Comment: Women always feel good about themselves and don't listen to other people's opinions at all. We suffer from it!

9. A woman walked into the post office, asked for an electronic newspaper, wrote it and threw it away. I asked for a second one and then threw it away. After the third letter was written, she handed it to the operator and asked him to send it as soon as possible. After the woman left, the operator became interested in these three telegrams. The first page says: It's all over, and I never want to see you again. On the second page, it says: Stop calling and never see me again. The third part is: Take the nearest train and I'll wait for you.

Comment: Most women are capricious, and dealing with them is a constant struggle.

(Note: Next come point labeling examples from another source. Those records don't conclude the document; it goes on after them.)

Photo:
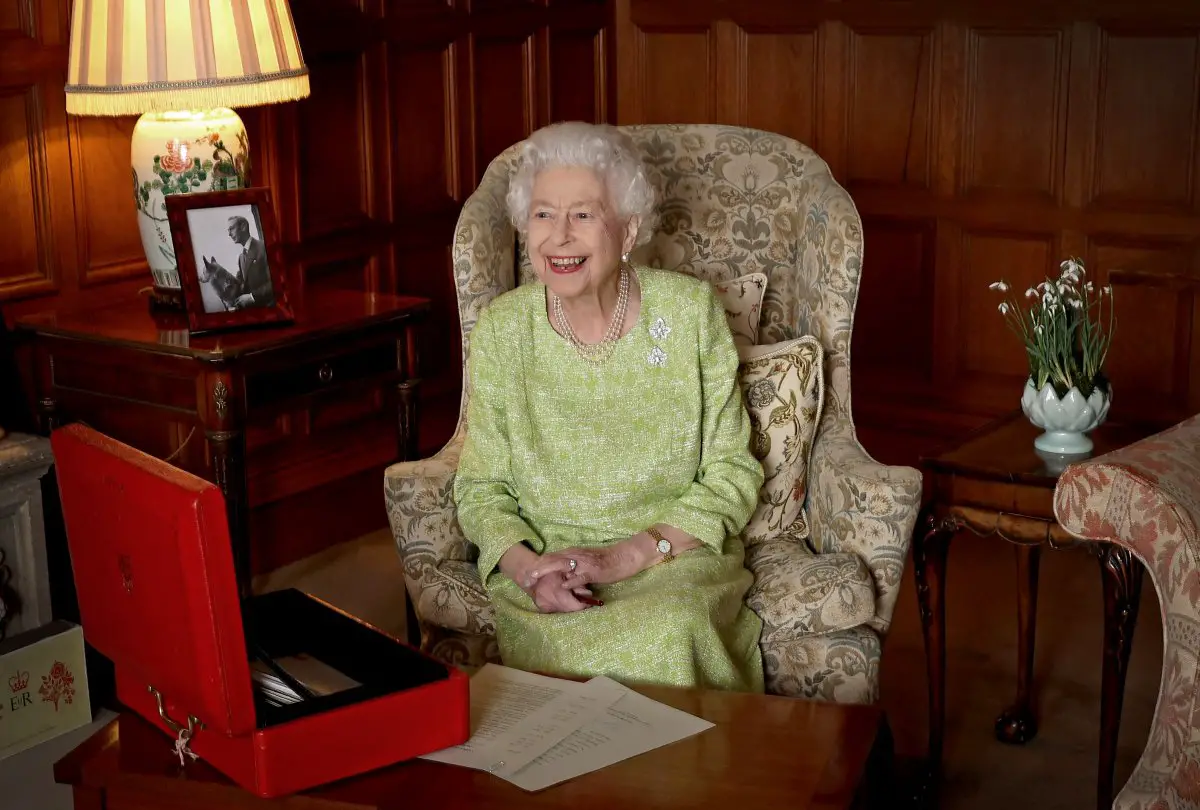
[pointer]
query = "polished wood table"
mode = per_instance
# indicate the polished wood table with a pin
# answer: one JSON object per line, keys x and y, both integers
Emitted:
{"x": 997, "y": 484}
{"x": 762, "y": 753}
{"x": 270, "y": 414}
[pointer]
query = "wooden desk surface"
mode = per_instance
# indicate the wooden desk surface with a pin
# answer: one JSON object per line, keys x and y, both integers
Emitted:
{"x": 131, "y": 323}
{"x": 763, "y": 753}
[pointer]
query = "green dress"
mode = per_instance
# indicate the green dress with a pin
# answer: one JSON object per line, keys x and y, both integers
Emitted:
{"x": 561, "y": 454}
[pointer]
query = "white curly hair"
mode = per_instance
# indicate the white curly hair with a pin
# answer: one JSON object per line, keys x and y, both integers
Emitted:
{"x": 601, "y": 148}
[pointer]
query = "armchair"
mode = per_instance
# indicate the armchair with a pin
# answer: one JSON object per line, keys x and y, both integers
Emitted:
{"x": 1146, "y": 498}
{"x": 732, "y": 202}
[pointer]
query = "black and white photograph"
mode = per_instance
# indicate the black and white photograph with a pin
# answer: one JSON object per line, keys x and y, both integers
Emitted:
{"x": 231, "y": 258}
{"x": 231, "y": 265}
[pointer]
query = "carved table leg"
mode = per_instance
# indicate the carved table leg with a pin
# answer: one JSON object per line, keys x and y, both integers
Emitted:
{"x": 48, "y": 414}
{"x": 930, "y": 546}
{"x": 1122, "y": 575}
{"x": 406, "y": 413}
{"x": 229, "y": 469}
{"x": 1018, "y": 725}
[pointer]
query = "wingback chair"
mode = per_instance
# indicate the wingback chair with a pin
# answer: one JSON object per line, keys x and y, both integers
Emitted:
{"x": 1146, "y": 498}
{"x": 731, "y": 202}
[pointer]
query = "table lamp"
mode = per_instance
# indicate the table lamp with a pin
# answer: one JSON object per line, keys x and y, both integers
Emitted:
{"x": 181, "y": 65}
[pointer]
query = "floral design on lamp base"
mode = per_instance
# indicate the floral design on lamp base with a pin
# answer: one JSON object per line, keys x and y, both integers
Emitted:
{"x": 181, "y": 153}
{"x": 1065, "y": 420}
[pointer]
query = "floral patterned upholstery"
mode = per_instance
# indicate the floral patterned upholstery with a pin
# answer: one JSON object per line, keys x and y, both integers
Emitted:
{"x": 1146, "y": 497}
{"x": 732, "y": 202}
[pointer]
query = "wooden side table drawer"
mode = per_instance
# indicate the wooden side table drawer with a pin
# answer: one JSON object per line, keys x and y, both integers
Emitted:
{"x": 268, "y": 388}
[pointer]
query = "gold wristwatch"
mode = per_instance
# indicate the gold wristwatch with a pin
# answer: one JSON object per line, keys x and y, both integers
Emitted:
{"x": 661, "y": 544}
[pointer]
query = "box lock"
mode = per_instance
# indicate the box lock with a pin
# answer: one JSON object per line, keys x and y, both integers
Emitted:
{"x": 184, "y": 733}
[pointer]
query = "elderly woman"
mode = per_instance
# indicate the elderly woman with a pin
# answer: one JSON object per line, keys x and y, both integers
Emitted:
{"x": 606, "y": 474}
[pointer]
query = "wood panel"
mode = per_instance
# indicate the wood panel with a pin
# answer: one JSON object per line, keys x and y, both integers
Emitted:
{"x": 889, "y": 107}
{"x": 790, "y": 105}
{"x": 979, "y": 141}
{"x": 411, "y": 101}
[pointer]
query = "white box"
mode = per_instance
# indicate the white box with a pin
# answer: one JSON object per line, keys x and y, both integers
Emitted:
{"x": 43, "y": 687}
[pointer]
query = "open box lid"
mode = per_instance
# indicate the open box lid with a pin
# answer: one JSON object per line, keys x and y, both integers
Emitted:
{"x": 155, "y": 576}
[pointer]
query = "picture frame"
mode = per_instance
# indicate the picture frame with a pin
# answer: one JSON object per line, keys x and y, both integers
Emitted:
{"x": 231, "y": 267}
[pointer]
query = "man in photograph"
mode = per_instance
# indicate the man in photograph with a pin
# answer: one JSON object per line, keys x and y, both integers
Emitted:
{"x": 256, "y": 276}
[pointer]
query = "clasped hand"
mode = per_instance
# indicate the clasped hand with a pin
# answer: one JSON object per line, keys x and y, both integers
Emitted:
{"x": 603, "y": 565}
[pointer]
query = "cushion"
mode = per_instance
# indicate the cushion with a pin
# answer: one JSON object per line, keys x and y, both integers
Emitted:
{"x": 783, "y": 385}
{"x": 797, "y": 593}
{"x": 742, "y": 299}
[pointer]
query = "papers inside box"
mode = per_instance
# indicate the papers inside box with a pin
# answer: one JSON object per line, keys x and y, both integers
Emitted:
{"x": 305, "y": 646}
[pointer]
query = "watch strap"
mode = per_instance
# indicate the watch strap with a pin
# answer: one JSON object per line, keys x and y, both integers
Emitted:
{"x": 658, "y": 540}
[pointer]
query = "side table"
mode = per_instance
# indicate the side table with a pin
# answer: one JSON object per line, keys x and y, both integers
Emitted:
{"x": 263, "y": 413}
{"x": 997, "y": 484}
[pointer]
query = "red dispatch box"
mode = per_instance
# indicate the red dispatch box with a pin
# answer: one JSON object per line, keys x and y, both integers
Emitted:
{"x": 157, "y": 594}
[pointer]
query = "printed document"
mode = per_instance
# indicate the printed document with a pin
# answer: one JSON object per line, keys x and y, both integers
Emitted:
{"x": 537, "y": 731}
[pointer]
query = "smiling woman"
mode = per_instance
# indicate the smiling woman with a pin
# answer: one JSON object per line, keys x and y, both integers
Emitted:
{"x": 606, "y": 474}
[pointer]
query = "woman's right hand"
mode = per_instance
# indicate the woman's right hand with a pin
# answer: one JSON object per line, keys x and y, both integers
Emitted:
{"x": 551, "y": 597}
{"x": 519, "y": 563}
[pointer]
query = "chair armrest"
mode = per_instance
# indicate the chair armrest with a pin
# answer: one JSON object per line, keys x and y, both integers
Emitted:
{"x": 856, "y": 504}
{"x": 439, "y": 562}
{"x": 1146, "y": 498}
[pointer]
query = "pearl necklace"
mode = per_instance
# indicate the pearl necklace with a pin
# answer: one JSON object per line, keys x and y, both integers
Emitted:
{"x": 597, "y": 353}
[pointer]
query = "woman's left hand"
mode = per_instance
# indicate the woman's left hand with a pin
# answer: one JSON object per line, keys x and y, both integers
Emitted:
{"x": 603, "y": 565}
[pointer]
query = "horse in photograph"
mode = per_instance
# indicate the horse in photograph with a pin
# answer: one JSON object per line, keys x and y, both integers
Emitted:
{"x": 226, "y": 285}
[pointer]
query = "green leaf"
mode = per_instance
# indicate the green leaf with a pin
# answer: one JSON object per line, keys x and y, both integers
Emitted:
{"x": 781, "y": 415}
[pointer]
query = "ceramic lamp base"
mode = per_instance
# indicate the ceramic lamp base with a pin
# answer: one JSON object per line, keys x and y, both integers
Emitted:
{"x": 181, "y": 153}
{"x": 1063, "y": 442}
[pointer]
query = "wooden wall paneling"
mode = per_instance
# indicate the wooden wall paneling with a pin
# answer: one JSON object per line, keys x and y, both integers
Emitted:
{"x": 35, "y": 181}
{"x": 891, "y": 105}
{"x": 894, "y": 315}
{"x": 1146, "y": 119}
{"x": 1150, "y": 361}
{"x": 505, "y": 94}
{"x": 29, "y": 262}
{"x": 979, "y": 141}
{"x": 1015, "y": 114}
{"x": 779, "y": 89}
{"x": 575, "y": 60}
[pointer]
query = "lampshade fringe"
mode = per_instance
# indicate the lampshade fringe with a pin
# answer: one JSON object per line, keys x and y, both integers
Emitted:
{"x": 84, "y": 101}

10, a blonde got on the plane and sat in first class. The stewardess came over to check in and told her: your ticket is ordinary class and you can't sit here. The woman said:? I'm white, I'm beautiful, and I want to fly first class to Los Angeles? . The stewardess had no choice but to report to the team leader. The team leader explained to the beauty: I'm sorry! You didn't get a first-class ticket, so you can only take a regular class. ? I'm white, I'm beautiful, and I want to fly first class to Los Angeles? . Beauty still repeats that sentence. The captain had no choice but to call the captain again. The captain leaned over and whispered a few words to the beauty, who immediately stood up and strode to the ordinary cabin. The stewardess was surprised and asked the captain what he said to the beautiful woman. The captain replied: I told her that first class would not go to Los Angeles.

Comment: Advise women to rely on wisdom, not reason!